Commit 9489c3c2 authored by Philipp Samfaß's avatar Philipp Samfaß
Browse files

some more docu and minor improvements for communication statistics

parent 9c195827
\chapter{Vision and Introductory Remarks}
\teaMPI\ is an open source library built with C++. It plugs into MPI via
MPI's PMPI interface.
%plus provides an additional interface for advanced
%advanced task-based parallelism on distributed memory architectures.
Its research vision reads as follows:
\begin{enumerate}
% \item {\bf Intelligent task-based load balancing}. Applications can hand over
% tasks to \teaMPI. These tasks have to be ready, i.e.~without incoming
% dependencies, and both their input and their output have to be serialisable.
% It is now up to \teaMPI\ to decide whether a task is injected into the local runtime or temporarily moved
% to another rank, where we compute it and then bring back its result.
% \item {\bf MPI idle time load metrics}. \teaMPI\ can plug into some MPI
% calls---hidden from the application---and measure how long this MPI call
% idles, i.e.~waits for incoming messages.
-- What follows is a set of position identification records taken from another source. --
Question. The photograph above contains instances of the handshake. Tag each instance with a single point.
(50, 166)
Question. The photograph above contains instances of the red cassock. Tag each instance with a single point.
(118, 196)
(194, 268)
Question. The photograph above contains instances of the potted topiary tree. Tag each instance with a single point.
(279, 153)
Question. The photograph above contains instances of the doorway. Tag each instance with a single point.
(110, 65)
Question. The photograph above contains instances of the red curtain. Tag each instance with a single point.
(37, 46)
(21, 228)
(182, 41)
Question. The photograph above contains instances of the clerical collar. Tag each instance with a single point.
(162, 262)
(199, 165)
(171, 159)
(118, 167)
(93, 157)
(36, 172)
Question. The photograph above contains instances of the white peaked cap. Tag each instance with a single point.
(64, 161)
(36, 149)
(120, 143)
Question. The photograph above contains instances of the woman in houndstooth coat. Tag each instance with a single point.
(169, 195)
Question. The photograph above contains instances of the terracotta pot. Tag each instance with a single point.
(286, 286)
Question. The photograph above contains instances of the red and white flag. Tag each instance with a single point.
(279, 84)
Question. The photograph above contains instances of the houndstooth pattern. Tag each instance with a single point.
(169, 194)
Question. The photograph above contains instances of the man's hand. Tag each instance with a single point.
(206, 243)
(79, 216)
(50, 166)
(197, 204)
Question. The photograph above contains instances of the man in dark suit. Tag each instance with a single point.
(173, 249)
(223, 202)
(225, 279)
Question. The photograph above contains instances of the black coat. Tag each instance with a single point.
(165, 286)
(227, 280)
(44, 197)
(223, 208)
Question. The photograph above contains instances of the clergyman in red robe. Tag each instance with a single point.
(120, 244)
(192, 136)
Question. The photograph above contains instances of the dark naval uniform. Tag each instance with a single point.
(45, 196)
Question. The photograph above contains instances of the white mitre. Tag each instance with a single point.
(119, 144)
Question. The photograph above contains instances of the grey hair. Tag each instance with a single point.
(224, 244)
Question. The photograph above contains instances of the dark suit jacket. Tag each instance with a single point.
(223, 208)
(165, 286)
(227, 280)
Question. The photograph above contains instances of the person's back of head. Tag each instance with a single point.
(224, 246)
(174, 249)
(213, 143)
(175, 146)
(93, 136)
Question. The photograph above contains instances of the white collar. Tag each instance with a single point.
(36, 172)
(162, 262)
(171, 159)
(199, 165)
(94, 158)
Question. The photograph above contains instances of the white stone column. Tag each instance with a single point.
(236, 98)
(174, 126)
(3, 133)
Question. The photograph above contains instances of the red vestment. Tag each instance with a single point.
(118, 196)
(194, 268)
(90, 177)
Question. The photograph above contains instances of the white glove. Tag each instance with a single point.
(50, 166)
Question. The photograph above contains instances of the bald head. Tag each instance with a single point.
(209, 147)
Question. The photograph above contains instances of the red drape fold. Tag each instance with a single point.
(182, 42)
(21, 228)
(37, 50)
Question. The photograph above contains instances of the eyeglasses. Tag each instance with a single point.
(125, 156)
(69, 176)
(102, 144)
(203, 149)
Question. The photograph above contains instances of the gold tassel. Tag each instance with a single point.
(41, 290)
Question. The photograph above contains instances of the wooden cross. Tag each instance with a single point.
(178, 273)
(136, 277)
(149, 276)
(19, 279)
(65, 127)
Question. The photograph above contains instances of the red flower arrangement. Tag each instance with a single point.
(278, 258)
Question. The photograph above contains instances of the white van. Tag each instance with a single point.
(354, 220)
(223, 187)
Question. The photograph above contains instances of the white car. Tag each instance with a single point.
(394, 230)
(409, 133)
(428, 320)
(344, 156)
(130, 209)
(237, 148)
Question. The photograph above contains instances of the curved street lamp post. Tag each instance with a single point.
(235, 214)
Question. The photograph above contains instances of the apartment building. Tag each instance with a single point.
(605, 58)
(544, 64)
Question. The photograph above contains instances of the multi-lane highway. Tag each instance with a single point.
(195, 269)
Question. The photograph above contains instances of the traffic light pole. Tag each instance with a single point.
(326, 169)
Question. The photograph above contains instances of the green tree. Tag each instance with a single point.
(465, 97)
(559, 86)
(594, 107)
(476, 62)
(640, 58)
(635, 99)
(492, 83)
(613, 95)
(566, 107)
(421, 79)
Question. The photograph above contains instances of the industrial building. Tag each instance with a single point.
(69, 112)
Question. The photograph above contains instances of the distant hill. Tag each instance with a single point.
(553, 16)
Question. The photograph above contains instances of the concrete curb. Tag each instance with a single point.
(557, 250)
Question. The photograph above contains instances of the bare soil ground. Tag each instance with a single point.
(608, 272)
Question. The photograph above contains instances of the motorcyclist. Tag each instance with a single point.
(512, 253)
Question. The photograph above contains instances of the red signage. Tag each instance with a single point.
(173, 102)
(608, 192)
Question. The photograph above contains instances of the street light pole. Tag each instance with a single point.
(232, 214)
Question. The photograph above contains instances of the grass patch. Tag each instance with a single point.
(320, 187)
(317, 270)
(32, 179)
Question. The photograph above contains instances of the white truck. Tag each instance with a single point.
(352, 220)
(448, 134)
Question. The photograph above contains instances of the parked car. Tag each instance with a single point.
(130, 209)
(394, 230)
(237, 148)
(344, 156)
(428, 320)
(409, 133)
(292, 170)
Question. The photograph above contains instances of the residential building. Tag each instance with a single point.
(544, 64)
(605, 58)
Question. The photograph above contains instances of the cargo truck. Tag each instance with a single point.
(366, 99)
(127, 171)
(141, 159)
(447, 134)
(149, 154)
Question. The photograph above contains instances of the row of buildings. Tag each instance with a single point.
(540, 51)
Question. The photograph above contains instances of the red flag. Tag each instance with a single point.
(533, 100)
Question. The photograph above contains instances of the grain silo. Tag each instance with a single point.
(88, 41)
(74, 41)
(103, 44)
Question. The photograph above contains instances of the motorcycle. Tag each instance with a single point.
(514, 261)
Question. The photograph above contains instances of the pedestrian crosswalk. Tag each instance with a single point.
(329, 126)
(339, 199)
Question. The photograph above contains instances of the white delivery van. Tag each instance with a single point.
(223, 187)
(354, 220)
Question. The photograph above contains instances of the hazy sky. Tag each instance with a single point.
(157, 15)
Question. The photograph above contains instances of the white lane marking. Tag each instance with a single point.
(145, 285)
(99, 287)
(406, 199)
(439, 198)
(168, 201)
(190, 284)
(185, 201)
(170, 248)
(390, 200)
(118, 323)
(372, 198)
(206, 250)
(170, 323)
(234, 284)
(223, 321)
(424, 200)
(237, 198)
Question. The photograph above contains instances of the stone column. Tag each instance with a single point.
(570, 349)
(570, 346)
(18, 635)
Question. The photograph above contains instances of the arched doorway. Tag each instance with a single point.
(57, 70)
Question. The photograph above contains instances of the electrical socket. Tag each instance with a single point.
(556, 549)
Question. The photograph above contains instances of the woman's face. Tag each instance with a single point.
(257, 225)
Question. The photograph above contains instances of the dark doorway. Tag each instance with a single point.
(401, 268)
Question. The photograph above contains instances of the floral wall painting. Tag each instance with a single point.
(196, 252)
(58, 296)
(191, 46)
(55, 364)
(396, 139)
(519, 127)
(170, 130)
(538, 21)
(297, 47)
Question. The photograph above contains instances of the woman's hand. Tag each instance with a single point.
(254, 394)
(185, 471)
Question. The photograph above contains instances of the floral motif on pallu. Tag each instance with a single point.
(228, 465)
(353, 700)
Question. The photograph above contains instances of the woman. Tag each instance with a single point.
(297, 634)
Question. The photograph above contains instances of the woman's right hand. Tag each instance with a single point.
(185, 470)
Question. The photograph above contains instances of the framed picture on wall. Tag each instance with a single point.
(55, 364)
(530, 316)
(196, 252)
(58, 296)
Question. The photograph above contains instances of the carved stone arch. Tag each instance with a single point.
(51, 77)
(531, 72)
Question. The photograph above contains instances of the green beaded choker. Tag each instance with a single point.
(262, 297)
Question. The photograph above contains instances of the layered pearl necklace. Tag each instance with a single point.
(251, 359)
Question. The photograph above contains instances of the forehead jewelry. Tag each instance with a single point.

It provides lightweight
% synchronisation mechanisms between MPI ranks such that MPI ranks can globally
% identify ranks that are very busy and ranks which tend to wait for MPI
% messages. Such data can be used to guide load balancing. Within \teaMPI, it
% can be used to instruct the task-based load balancing how to move data around.
\item {\bf Black-box replication}. By hijacking MPI calls, \teaMPI\ can split
up the global number $N$ of ranks into $T$ teams of equal size. Each team
assumes that there are only $N/T$ ranks in the system and thus runs completely
independent of the other teams. This splitting is completely hidden from teh
application. \teaMPI\ however provides a heartbeat mechanism which identifies
if one team becomes slower and slower. This can be used as a guideline for
resiliency---assuming that failures in ranks that will eventually fail first
manifest in a speed deterioration of their team.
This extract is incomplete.